Variance guarantees losing nights, but repeated negative Sim ROI across multiple slates signals that your current process isn’t working.
This isn’t a dead end—it’s a feedback loop. Use Flashback to pinpoint where profitable players differ from you: are they stacking differently? Diversifying more smoothly? Taking different leverage spots?
SaberSim also supports improvement with Office Hours, content, Discord, and support channels where you can ask process-driven questions and get feedback.
Does Contest Flashback tell me how to build better lineups tomorrow?
No. Flashback is not a prediction tool—it doesn’t say who to play on the next slate.
What it does show is whether your process is fundamentally profitable. Once you have that signal, you can refine your exposures, stacking strategies, and contest selection with confidence.
Think of it as your training ground for the future, not a crystal ball for tomorrow.
Why do some players who finished high on the leaderboard have negative Sim ROI?
Because DFS outcomes are noisy.
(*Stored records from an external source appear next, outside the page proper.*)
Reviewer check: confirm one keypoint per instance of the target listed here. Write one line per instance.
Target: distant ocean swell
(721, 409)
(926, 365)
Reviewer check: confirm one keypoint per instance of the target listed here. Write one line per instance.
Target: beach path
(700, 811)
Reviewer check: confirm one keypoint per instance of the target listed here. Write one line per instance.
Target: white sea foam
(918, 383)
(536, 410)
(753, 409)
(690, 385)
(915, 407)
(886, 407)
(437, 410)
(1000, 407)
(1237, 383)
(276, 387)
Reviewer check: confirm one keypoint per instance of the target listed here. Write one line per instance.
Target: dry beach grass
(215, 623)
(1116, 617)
A single outlier play can catapult a lineup into first place, even if that lineup was unprofitable long-term.
Flashback exposes this gap: the Leaderboard tab shows variance, while the Users tab shows truth. A top-10 finish with negative Sim ROI often means someone ran hot.
A poor finish with positive Sim ROI means the player’s process was strong but variance didn’t cooperate that night.
Can I compare contests of different sizes and stakes in Flashback?
Yes, but comparisons must be made in context.
Small, soft contests like single-entries or 20-maxes often show higher Sim ROI opportunities than massive 200,000-entry GPPs.
Top-heavy payout structures lower average ROI but increase variance.
The most useful comparisons are like vs. like: compare your 20-max play to other 20-max players, or your single-entry lineups to the rest of that field.
How do I know if I’m improving when using Flashback?
Look for trends across time instead of one-night samples:
Is your Sim ROI trending upward or stabilizing above the rake?
Is your median profit creeping closer to break-even?
Do your 99th percentile profits align with the contests you’re targeting?
DFS improvement doesn’t always show in bankroll swings right away. Flashback gives you a measurable way to confirm whether your strategy is evolving in the right direction—toward long-term profitability.